Malam itu, saat ia memutuskan untuk keluar dari apartemen kecilnya, dunia seolah berhenti. Langkahnya yang terhuyung-huyung menapaki jalanan basah di bawah cahaya lampu jalan yang redup. Ia tak tahu harus kemana, tak tahu harus berbuat apa. Pikiran-pikiran gelap menyelimuti, menghantui, dan menuntut jawaban atas kenyataan pahit yang baru saja dihadapinya.
Hingga malam yang semakin larut, langkahnya berhenti di sebuah taman kecil yang terletak di ujung jalan. Bangku kayu yang sudah usang di taman itu menantangnya untuk duduk, menunggu apapun yang akan terjadi. Ia memejamkan mata, mencoba mencari ketenangan di antara desiran angin dan suara dedaunan yang bergesekan.

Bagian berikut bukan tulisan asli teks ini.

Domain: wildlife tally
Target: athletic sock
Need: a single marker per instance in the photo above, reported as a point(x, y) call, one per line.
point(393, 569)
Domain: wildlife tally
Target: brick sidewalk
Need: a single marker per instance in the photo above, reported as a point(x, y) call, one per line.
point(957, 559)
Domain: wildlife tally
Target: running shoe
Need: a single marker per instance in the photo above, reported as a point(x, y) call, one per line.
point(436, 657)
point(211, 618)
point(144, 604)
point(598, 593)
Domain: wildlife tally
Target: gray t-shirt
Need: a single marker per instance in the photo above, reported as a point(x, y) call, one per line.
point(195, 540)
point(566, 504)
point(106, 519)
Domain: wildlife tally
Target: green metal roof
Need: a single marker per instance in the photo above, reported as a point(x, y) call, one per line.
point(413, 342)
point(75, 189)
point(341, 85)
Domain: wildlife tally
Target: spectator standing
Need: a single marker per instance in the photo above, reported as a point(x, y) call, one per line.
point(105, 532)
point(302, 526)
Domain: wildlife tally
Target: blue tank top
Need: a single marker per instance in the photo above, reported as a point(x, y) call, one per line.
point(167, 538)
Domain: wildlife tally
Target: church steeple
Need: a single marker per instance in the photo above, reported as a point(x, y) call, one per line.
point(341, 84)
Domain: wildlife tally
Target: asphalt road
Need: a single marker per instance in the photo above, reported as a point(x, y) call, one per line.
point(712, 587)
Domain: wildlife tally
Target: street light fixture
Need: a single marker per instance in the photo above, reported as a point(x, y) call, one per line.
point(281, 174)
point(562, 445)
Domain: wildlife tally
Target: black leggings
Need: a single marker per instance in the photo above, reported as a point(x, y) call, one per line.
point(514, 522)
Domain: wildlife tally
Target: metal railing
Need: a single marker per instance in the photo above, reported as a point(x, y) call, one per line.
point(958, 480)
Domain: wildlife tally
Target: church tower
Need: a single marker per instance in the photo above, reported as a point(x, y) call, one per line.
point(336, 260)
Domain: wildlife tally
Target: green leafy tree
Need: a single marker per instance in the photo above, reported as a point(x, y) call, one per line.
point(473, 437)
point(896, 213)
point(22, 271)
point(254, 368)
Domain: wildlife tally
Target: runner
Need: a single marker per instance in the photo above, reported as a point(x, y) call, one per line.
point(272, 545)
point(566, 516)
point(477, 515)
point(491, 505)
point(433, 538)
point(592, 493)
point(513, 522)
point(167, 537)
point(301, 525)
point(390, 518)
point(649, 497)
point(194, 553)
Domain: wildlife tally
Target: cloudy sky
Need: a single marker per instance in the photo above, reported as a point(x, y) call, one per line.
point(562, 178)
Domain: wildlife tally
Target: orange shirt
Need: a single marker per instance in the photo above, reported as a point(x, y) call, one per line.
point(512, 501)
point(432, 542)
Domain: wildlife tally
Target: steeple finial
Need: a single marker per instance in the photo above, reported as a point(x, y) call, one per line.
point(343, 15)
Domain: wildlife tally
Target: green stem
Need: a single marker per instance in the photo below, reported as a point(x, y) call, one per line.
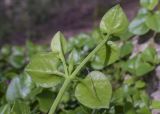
point(64, 64)
point(59, 96)
point(73, 75)
point(89, 56)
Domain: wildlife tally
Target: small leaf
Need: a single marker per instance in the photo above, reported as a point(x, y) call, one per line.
point(59, 44)
point(114, 21)
point(149, 4)
point(20, 107)
point(138, 26)
point(20, 87)
point(126, 49)
point(155, 104)
point(107, 55)
point(43, 69)
point(45, 100)
point(5, 109)
point(153, 22)
point(150, 55)
point(94, 91)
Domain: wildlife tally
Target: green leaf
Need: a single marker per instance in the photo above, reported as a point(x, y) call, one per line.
point(100, 58)
point(20, 107)
point(45, 100)
point(138, 26)
point(114, 21)
point(153, 22)
point(43, 69)
point(150, 55)
point(107, 55)
point(94, 91)
point(126, 49)
point(155, 104)
point(5, 109)
point(149, 4)
point(20, 87)
point(78, 110)
point(140, 84)
point(114, 52)
point(59, 44)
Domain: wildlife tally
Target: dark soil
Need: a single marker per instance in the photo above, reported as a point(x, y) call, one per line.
point(79, 18)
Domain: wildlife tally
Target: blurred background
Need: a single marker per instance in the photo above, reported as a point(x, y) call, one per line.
point(38, 20)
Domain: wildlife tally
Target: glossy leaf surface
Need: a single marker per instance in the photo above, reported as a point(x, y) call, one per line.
point(94, 91)
point(43, 69)
point(114, 21)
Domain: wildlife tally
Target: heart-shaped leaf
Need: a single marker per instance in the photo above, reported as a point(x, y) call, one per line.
point(107, 55)
point(114, 21)
point(149, 4)
point(20, 87)
point(153, 22)
point(138, 26)
point(20, 107)
point(94, 91)
point(43, 69)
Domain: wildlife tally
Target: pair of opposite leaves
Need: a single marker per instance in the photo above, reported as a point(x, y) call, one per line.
point(95, 90)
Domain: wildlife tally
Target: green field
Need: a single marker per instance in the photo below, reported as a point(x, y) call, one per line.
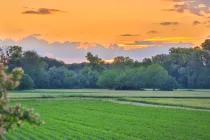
point(192, 103)
point(87, 115)
point(108, 93)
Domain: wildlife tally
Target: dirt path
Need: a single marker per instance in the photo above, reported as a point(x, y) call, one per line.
point(158, 106)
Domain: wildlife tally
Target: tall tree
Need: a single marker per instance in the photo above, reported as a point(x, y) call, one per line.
point(95, 62)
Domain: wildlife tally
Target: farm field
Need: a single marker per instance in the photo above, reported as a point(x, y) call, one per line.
point(103, 120)
point(87, 115)
point(194, 103)
point(107, 93)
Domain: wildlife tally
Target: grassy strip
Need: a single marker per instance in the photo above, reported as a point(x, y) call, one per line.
point(164, 104)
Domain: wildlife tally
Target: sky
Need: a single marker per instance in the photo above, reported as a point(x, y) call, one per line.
point(68, 29)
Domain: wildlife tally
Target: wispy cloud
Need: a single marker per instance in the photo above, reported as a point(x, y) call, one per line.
point(130, 35)
point(169, 23)
point(196, 22)
point(196, 7)
point(70, 53)
point(152, 32)
point(42, 11)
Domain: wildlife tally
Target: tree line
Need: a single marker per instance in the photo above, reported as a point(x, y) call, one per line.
point(181, 68)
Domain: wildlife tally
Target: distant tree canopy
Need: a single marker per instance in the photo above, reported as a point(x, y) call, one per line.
point(181, 68)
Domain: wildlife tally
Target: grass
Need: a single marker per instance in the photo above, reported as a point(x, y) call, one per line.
point(98, 120)
point(182, 102)
point(109, 93)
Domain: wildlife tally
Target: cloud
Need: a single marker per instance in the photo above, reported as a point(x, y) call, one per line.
point(42, 11)
point(169, 23)
point(152, 32)
point(130, 35)
point(35, 35)
point(70, 53)
point(196, 7)
point(196, 22)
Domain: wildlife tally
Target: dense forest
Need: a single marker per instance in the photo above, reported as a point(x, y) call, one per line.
point(181, 68)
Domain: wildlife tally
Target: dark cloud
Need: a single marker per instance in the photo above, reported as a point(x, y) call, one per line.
point(130, 35)
point(196, 22)
point(70, 53)
point(42, 11)
point(196, 7)
point(152, 32)
point(169, 23)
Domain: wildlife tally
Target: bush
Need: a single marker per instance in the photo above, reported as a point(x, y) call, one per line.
point(170, 84)
point(26, 82)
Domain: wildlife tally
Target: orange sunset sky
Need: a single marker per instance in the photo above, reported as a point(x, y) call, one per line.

Tiba-tiba, suara derap langkah kaki yang berat mendekat, menyadarkannya. Alina membuka matanya perlahan, memandang ke arah sumber suara. Seorang pria berdiri di hadapannya, mengenakan jas hitam yang rapi, dengan ekspresi yang sulit dibaca. Wajahnya yang tajam dan mata sehitam malam, penuh dengan misteri.
"Maaf, apakah kamu baik-baik saja?" Suara pria itu, dalam dan serak, membawa sesuatu yang aneh. Entah apa itu-rasa perhatian, kekhawatiran, atau mungkin hanya rasa ingin tahu yang kosong.
Alina menelan ludah, mencoba menahan isak yang semakin memuncak di tenggorokannya. Tanpa sadar, ia mengangguk, namun tubuhnya mulai gemetar. Ia tahu, hanya dalam sekejap, dunia telah berubah begitu cepat.
Pria itu memandangnya dengan tajam, seolah berusaha menembus dinding yang dibangun di sekeliling hatinya. "Malam ini, kamu tak sendirian," katanya, seolah ia memahami penderitaan di balik tatapan Alina.
Alina membuka mulutnya untuk berkata sesuatu, namun kata-kata itu terhenti di ujung bibirnya. Apa yang bisa ia katakan? Apa yang bisa menjelaskan semua kebingungannya? Kepedihan itu menyesakkan dada, membuatnya tak bisa berpikir jernih.
Pria itu menghela napas, seolah sudah membuat keputusan besar dalam hati. "Aku bisa membantumu. Tapi, ada harga yang harus dibayar."
Alina menatapnya, bingung dan takut. Harga apa yang dimaksud? Dan apakah ia benar-benar siap untuk membayar harga itu, untuk keluar dari kegelapan malam yang menjeratnya? Namun, sebelum ia bisa bertanya, pria itu meraih tangannya, lembut namun tegas, seakan mengajaknya melangkah ke arah yang tak pasti.
Di saat itu, di malam yang gelap dan penuh dengan kesedihan, Alina tahu satu hal pasti: hidupnya tak akan pernah sama lagi.